Perdon, se nel mirare dapprima il vago oggetto,
Qual si dovea non ebbi a te, signor, rispetto.
Se il grado mio scordato, in quel fatal momento,
M’arresi al dolce incanto che forma il mio tormento,
Se di colei, che merta del mondo aver l’impero,
Questo mio cuor s’accese miserabile, altero.
Lucano. Par che di Livia parli. (da sè) Se tanto ho a te concesso,
Poss’anco ciò donarti, che amo quanto me stesso:
Dal prezioso acquisto, che offro a tuoi merti, ancora
Vedi se Lucan ti ama, se ti distingue e onora.
Terenzio. (L’offerta a lui penosa m’atterra, e mi confonde), (da sè)
Lucano. (Al maggior de’ miei doni stupisce e non risponde), (da sè)
Terenzio. Dunque, signor...
Lucano.

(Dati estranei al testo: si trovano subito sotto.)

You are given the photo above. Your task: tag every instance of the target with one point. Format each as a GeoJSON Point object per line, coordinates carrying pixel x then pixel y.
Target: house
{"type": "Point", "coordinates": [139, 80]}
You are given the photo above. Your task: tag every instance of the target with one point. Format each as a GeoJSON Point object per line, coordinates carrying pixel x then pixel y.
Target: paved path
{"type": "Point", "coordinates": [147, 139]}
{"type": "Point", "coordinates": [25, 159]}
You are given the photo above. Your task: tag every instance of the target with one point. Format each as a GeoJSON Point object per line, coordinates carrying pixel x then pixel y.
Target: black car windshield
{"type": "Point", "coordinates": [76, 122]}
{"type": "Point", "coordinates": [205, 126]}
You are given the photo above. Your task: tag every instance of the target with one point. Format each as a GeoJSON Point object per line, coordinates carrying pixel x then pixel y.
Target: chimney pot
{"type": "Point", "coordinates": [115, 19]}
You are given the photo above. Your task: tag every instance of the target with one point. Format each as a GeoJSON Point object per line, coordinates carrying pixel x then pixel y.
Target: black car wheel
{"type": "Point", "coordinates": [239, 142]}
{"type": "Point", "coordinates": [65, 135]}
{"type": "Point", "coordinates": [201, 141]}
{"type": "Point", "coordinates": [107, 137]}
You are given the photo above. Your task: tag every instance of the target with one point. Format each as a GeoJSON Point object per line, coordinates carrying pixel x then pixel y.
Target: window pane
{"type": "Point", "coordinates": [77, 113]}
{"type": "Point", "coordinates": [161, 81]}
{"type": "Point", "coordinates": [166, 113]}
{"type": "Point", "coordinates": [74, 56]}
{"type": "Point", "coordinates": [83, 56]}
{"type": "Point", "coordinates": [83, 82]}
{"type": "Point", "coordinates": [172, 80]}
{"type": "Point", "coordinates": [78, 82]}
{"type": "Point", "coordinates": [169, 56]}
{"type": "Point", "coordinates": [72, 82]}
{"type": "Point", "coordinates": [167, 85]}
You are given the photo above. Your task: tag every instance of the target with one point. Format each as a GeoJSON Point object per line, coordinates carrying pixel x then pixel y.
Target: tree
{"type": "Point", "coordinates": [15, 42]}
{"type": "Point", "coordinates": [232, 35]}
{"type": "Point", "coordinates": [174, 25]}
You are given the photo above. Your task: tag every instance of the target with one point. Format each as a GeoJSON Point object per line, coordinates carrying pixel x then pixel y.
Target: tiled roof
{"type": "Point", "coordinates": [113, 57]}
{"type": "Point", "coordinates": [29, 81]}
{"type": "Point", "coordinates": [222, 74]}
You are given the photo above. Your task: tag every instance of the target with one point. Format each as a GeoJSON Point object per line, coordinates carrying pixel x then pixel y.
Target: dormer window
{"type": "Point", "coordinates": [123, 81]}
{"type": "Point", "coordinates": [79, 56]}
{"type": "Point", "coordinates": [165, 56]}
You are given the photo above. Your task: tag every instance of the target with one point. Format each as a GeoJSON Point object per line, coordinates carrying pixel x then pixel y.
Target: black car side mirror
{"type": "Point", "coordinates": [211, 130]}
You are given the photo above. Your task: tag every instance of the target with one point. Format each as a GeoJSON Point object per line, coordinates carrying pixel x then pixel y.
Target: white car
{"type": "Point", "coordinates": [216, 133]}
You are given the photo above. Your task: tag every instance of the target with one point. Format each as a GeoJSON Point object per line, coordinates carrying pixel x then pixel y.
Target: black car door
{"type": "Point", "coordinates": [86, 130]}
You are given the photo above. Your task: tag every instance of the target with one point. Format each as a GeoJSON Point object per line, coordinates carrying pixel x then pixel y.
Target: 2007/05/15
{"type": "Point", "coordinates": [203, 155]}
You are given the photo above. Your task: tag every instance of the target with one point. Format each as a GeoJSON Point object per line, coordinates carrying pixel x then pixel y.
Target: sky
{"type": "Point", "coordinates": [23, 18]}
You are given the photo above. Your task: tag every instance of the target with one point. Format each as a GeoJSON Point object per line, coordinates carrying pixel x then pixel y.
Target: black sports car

Sì, amico, non ti avvilir, fa cuore.
La mia pietà vuol lieto mirarti anche in amore.
Più di Ciprigna il figlio il cuor non ti martelli,
E di dolcezza pieni farai carmi più belli,
S’è ver che quella sia che ti ha tenuto in pene...
Terenzio. Signor, vedi Creusa che timida sen viene.
Lucano. Questa è colei, Terenzio, questa è colei che gravi
Lacci impose a quest’alma, ch’ha del mio cuor le chiavi.
So che tu pur la stimi, so che tu pur l’amasti:
Buon per te, che per tempo fiamme nel cuor cangiasti;
Perciò l’amor sospeso a te più forte io rendo.
Consolati, Terenzio.
Terenzio. Sì, signor. (Non l’intendo) (da sè)
Lucano. Olà, perchè t’arresti? (verso la scena, da dove viene Creusa)
SCENA XI.
Creusa e li suddetti.
Lucano. Sempre hai tu da fuggirmi? Sempre ho io da pregarti?
Saran le tue ripulse ai miei desiri eterne?